La France, championne de la pression fiscale, mais pas pour tous

Tous les ans, l’Institut Économique Molinari publie son étude sur la pression fiscale et sociale sur les salariés en Europe. En 2023, la France a retrouvé sa première place sur le podium des pays les plus taxés, avec une fiscalité sur le salarié moyen qui ressort à 54,1 % en cumulant les charges sociales, l’impôt sur le revenu et la TVA. Et l’effort est en fait bien mal réparti dans cette moyenne puisque 44% seulement des foyers paient l’impôt sur le revenu (IR) et 10% des foyers en paient 70%. 

Dans les faits, c’est à peu près la même composition de taxes qui pèsent sur les libéraux et indépendants. Par ailleurs, la pression fiscale est probablement sous-estimée puisque les impôts de production pesant sur les entreprises, et de nombreuses taxes intermédiaires, sont répercutés soit sur la masse salariale, soit sur le consommateur.

Ainsi, pour la plupart de ces 44% de foyers payant l’IR, la pression fiscale est bien supérieure à 54,1%, et pour beaucoup parmi la classe moyenne, ce taux approche les 70%. Si bien que ce n’est qu’au 17 juillet que le Français moyen commence à travailler pour lui-même, mais beaucoup connaissent un jour de libération fiscale plus tardif en réalité. Les résultats de la consultation nationale « En avoir pour mes impôts » révèle que 64% des répondants estiment payer trop d’impôts.

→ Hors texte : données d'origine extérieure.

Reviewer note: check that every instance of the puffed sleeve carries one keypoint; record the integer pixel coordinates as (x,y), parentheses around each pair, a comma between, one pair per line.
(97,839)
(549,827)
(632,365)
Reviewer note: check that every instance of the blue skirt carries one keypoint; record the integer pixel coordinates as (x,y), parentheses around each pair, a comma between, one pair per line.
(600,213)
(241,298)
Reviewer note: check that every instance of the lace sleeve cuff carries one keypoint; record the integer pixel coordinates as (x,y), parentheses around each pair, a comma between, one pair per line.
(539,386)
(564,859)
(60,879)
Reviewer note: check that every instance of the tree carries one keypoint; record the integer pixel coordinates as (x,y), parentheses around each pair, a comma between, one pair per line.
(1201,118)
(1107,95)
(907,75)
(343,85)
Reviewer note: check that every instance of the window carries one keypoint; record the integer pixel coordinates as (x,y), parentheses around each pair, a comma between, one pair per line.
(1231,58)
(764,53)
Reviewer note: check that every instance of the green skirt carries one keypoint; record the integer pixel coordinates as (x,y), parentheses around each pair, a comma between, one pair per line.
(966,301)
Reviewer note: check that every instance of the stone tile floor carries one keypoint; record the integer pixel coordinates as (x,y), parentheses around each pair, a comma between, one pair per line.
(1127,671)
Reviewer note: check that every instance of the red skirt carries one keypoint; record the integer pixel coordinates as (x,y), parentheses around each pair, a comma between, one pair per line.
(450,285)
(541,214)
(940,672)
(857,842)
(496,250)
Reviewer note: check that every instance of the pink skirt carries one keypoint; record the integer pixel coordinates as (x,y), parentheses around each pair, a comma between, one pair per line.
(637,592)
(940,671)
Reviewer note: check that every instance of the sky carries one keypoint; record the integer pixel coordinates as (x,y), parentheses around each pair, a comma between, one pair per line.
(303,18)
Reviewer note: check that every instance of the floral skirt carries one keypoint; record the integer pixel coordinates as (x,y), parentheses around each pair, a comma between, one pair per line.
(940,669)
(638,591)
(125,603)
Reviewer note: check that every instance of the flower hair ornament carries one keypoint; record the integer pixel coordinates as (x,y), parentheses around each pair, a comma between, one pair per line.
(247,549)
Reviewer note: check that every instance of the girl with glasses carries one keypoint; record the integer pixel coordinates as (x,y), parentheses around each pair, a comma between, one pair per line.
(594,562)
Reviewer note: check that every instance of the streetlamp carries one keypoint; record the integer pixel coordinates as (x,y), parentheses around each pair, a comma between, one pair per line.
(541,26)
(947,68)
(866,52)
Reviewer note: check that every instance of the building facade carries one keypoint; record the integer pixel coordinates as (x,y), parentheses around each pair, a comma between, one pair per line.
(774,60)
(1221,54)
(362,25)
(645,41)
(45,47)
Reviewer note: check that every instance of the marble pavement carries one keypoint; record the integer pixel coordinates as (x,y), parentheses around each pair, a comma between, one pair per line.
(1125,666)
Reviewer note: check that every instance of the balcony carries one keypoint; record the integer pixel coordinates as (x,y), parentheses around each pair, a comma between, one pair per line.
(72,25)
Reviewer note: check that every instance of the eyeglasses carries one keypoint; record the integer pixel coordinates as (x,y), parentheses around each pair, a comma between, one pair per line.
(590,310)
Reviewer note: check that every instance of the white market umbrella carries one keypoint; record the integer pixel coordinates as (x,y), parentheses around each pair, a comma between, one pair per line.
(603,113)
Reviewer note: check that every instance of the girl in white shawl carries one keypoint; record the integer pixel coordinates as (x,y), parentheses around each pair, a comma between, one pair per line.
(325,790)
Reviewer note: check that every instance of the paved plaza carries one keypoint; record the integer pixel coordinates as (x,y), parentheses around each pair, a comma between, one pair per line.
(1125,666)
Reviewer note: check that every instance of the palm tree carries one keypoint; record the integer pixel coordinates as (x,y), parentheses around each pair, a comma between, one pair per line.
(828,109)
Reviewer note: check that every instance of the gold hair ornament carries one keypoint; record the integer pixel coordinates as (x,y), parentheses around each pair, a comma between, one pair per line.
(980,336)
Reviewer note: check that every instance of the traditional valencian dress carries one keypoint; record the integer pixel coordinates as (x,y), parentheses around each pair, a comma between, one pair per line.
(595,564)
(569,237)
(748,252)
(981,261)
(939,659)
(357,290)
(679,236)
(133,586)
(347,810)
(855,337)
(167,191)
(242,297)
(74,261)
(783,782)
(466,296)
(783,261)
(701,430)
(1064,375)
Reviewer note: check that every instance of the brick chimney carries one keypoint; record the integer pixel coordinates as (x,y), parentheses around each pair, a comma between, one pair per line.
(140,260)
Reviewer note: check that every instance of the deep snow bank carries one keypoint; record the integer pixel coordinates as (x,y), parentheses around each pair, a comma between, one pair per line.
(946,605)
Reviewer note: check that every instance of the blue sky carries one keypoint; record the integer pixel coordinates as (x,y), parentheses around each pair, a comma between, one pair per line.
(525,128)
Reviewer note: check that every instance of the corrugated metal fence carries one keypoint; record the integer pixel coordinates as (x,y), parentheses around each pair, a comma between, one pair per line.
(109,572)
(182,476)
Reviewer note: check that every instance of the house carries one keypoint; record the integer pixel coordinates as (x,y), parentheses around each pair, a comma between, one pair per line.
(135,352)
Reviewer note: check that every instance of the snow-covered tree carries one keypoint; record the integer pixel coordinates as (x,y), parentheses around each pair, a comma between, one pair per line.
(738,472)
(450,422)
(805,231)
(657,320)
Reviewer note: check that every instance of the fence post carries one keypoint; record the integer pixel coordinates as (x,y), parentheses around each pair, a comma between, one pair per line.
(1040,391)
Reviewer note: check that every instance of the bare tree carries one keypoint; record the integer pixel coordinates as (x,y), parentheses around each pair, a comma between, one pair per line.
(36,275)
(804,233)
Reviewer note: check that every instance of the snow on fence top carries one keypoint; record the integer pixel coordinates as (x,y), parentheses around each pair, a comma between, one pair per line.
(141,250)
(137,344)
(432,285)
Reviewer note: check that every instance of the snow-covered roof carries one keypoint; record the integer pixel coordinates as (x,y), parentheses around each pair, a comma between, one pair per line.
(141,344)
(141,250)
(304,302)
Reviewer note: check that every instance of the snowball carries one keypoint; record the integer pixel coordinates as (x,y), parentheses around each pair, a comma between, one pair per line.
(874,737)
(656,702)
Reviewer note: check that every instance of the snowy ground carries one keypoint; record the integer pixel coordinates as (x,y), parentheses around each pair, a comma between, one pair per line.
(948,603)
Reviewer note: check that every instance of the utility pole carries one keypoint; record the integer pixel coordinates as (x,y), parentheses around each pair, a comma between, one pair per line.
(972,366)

Comment s’indigner de l’optimisation fiscale quand on prend conscience du taux confiscatoire théorique qui pèse sur les plus riches (75% correspondant au taux maximum de pression fiscale et sociale permis par bouclier fiscal auquel s’ajoute la TVA) ? Pourtant, ces niches fiscales offertes aux plus fortunés par l’administration, consciente qu’elle pourrait tuer la poule aux œufs d’or, nuisent à la lisibilité de notre système fiscal déjà incompréhensible. Que vaut notre consentement dans ces conditions ?

 

En avoir pour ses impôts

Cette opacité budgétaire est volontaire. Peu de gens consentiraient à l’impôt si on leur présentait une addition lisible, y compris le salarié au SMIC bénéficiant d’allègement de charges sociales et d’une exonération de l’impôt sur le revenu. 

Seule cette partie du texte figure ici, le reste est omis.